7. Voor een ingebrekestelling geldt de eis dat uit een geschrift duidelijk is dat de belanghebbende het bestuursorgaan maant om alsnog een bepaald besluit te nemen. Daarvoor is vereist dat het geschrift voldoende duidelijk maakt:
i. i) op welke aanvraag het betrekking heeft,
ii) dat de belanghebbende zich op het standpunt stelt dat het bestuursorgaan niet tijdig op de aanvraag heeft beslist, en
iii) dat de belanghebbende erop aandringt dat een zodanige beslissing alsnog wordt genomen. [1]
8. Naar het oordeel van de rechtbank voldoet eisers e-mail niet aan de hierboven genoemde voorwaarden, reeds omdat eiser aangeeft dat de beslissing is genomen.
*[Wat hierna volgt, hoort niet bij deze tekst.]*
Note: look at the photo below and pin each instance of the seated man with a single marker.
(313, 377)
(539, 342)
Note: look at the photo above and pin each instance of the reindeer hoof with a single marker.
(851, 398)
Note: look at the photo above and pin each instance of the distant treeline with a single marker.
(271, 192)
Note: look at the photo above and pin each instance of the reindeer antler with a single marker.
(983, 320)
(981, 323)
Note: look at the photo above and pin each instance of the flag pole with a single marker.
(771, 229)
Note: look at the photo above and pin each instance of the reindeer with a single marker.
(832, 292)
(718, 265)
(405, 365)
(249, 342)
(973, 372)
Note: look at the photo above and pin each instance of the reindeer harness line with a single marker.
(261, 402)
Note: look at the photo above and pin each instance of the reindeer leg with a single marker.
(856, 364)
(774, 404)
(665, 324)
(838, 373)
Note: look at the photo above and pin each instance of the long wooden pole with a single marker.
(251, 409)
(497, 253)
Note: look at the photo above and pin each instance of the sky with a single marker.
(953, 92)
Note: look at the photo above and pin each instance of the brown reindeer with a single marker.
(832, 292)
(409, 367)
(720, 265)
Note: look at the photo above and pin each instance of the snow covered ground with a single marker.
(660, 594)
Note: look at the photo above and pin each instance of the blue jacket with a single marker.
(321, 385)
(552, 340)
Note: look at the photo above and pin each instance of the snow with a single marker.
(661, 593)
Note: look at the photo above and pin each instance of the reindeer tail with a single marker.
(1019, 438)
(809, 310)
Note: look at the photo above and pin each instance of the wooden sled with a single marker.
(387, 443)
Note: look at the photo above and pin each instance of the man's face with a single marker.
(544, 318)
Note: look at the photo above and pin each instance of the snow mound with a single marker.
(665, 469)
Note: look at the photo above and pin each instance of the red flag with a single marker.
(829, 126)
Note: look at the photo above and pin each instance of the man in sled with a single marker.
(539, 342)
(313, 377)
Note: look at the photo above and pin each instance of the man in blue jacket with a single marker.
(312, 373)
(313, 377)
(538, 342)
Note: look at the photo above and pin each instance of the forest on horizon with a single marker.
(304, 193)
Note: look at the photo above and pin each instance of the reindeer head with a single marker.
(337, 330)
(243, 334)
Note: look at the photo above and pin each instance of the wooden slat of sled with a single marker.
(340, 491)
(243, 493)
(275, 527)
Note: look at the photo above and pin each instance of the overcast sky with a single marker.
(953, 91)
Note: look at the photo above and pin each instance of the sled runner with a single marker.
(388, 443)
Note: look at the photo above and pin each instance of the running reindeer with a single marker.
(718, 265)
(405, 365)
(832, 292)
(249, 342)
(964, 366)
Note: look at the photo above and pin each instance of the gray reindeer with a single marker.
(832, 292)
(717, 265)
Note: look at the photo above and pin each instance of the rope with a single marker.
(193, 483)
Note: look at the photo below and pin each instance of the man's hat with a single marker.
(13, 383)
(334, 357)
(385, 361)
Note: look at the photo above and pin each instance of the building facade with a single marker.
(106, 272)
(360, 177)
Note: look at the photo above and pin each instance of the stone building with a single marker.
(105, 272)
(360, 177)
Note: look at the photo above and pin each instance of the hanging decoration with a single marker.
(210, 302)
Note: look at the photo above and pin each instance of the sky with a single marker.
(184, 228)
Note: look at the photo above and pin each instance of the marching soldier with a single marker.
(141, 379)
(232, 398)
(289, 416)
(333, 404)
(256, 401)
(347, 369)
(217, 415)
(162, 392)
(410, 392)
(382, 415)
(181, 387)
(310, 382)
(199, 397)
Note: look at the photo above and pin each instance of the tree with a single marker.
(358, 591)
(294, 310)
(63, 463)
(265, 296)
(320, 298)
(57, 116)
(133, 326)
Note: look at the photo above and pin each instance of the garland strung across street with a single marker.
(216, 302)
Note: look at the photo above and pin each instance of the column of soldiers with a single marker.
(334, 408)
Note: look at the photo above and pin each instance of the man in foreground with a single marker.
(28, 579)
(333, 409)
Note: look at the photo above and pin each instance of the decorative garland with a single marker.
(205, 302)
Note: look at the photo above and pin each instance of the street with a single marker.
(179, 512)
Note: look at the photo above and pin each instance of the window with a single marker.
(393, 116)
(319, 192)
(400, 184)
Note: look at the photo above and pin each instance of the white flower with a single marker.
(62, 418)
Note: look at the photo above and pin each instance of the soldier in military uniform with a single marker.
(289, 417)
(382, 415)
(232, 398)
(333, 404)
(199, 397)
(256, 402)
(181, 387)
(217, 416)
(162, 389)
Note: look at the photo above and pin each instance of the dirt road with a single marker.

De slotsom is daarom dat eiser met zijn e-mail van 3 mei 2019 verweerder niet in gebreke heeft gesteld.
9. De rechtbank is op grond van het voorgaande van oordeel dat er geen dwangsom is verbeurd, omdat verweerder op 11 juni 2019 een ingebrekestelling heeft ontvangen en op 7 juni 2019 bestreden besluit I heeft genomen.
10. Het beroep is ongegrond.
11. Voor een proceskostenveroordeling bestaat geen aanleiding.

Beslissing

De rechtbank verklaart het beroep ongegrond.
Deze uitspraak is op 20 juli 2020 gedaan door mr. D.A.J. Overdijk, rechter, in aanwezigheid van H.B. Brandwijk, griffier. Als gevolg van de maatregelen rondom het Corona virus is deze uitspraak nu niet uitgesproken op een openbare uitsprakenzitting. Dat zal op een later moment alsnog gebeuren. Deze uitspraak wordt zo snel mogelijk gepubliceerd op www.rechtspraak.nl.
griffier rechter
Afschrift verzonden aan partijen op:

Rechtsmiddel

Tegen deze uitspraak kan binnen zes weken na de dag van verzending daarvan hoger beroep worden ingesteld bij de Centrale Raad van Beroep. Als hoger beroep is ingesteld, kan bij de voorzieningenrechter van de hogerberoepsrechter worden verzocht om het treffen van een voorlopige voorziening.

Voetnoten

1.CRvB 18 december 2018, ECLI:NL:CRVB:2018:4125.